# Text Classification using Newsgroups Dataset and Embedding-based Model 

## Overview

This project demonstrates the use of text embeddings (produced by the Gemini API) to classify newsgroup posts / articles into various categories. The dataset is preprocessed, embeddings are generated for the text data, and a simple neural network classifier is built to predict the categories.

## Description

In this project, the goal is to classify text data from the 20 Newsgroups dataset using embeddings generated by a pre-trained model. The dataset, which consists of 20 different newsgroup topics, is first preprocessed to clean and extract useful features. Afterward, each text entry is converted into an embedding, which is then used as input to a neural network classifier.

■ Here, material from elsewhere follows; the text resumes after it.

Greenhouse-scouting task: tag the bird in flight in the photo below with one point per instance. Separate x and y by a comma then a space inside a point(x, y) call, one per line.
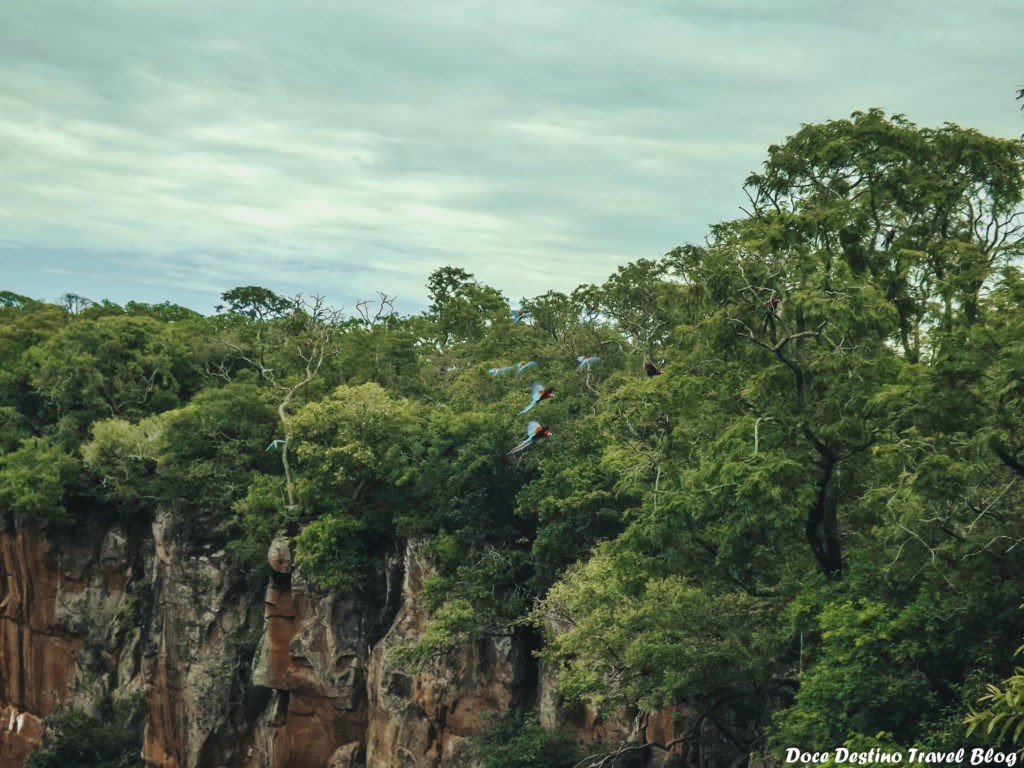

The classifier is trained on a subset of categories and evaluated on a test set. The project showcases the process of preparing text data for machine learning, generating embeddings, building a classification model, and predicting new, unseen text entries. Additionally, the project also involves fine-tuning model performance using early stopping and monitoring accuracy.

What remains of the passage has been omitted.